Nach all diesen hochkomplexen Rechnungen komme ich zu einem Schluss. Ich muss und will einfach nicht alles wissen. Augen zu, einmal tief durchatmen, Augen wieder auf und in die deines Gegenüber schauen. Jetzt noch einmal darüber nachdenken ob es das Wert ist, wegen einer Zahl irgendetwas von diesen braunen Augen in Frage zu stellen. Nein!

Warum ist es nicht so schlimm, wenn ein Mann mehr Sexpartner hatte als die Frau?

Ich bin bestimmt nicht das, was man den Prototyp von verklemmt sein nennt. Erfahrungen sind das, was uns ausmacht. Der Eine hat mehr davon und der Andere eben weniger. Bei Frauen ist die Thematik zum Glück die Selbe. Doch trotz aller Emanzipation werden Frauen, die “locker” mit dem Thema wechselnde Sexpartner umgehen, eher gedanklich ins Abseits gestellt, als Männer. Männern klopft man sogar auf die Schulter und gibt ihm mit Ehrfurcht eine Art Bestätigung, dass er als “Stecher des Jahres” nominiert werden sollte. Für Frauen wird oft nur ein Wort gefunden.

Warum können Frauen nicht auch einfach Vögeln wie und wann sie lustig sind, ohne einen Stempel mit der Aufschrift “Schlampe” aufgedrückt zu bekommen?

Die Unterschiede, die mir einfallen würden, sind ziemlich banal und vorurteilsbehaftet. Eine Frau lässt “etwas” in sich herein und der Mann dringt mit “etwas” ein. Eine Frau kann Schwanger werden und der Mann nicht. Der Penis lässt sich einfacher “reinigen” als die Vagina. Ich weiss nicht, ob die Überlegungen zu weit hergeholt sind, aber andere plausible Gegenthesen wollen sich mir einfach nicht zeigen.

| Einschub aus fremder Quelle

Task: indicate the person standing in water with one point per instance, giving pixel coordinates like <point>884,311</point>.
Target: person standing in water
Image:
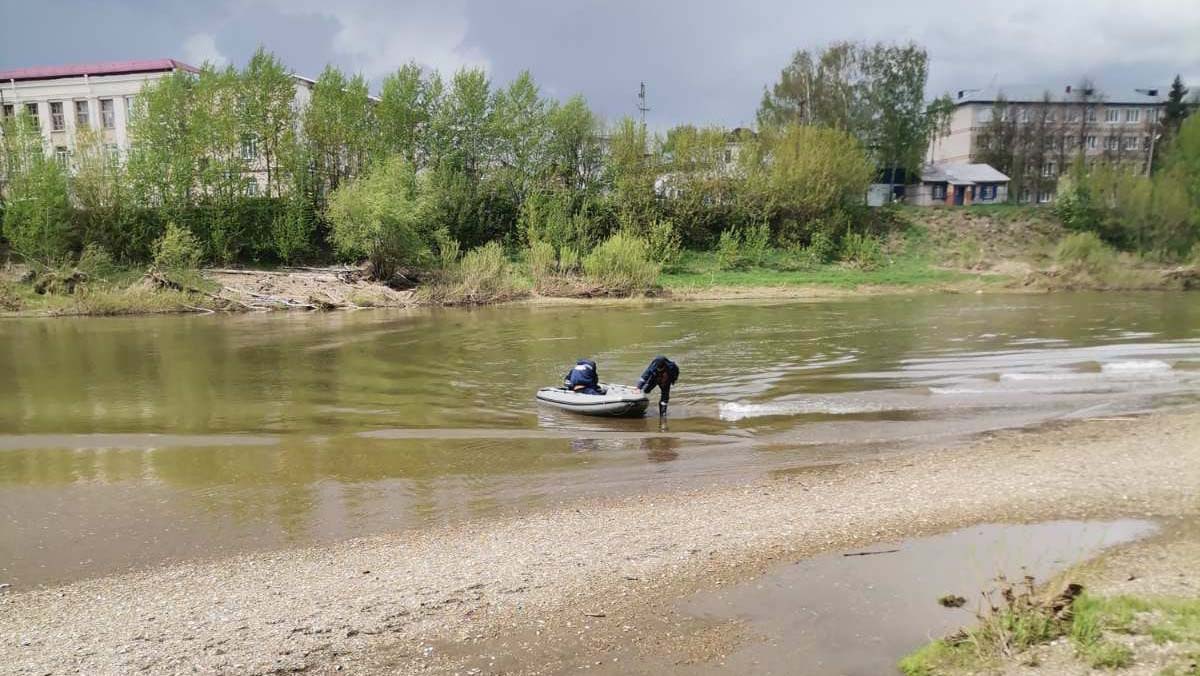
<point>660,374</point>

Aber wie öffnet man die Gedankengänge Derer, die eine Blockade in ihrer Rechenmaschine haben?

Mit Aufklärung wird man nicht weit kommen. Vielleicht mit bewusstseinserweiternden Medikamenten, die Geschlechterrollen der letzten Jahrtausenden in Frage stellen lassen oder doch einfach damit, dass man sich wie man es schon im Mittelalter gesagt hat “An die eigene Nase fassen” soll. Genau diese Denkweise hat mir in etlichen Situationen in meinem Leben geholfen, meine eigenen verkeilten Gedanken zu lösen und ihnen den Weg nach draußen zu zeigen. Von mir aus auch in den Kopf des nächsten, bis alle an den Punkt gelangt sind, offen mit Themen umzugehen, die einfach in das Jahr 2017 gehören und nicht in die Steinzeit.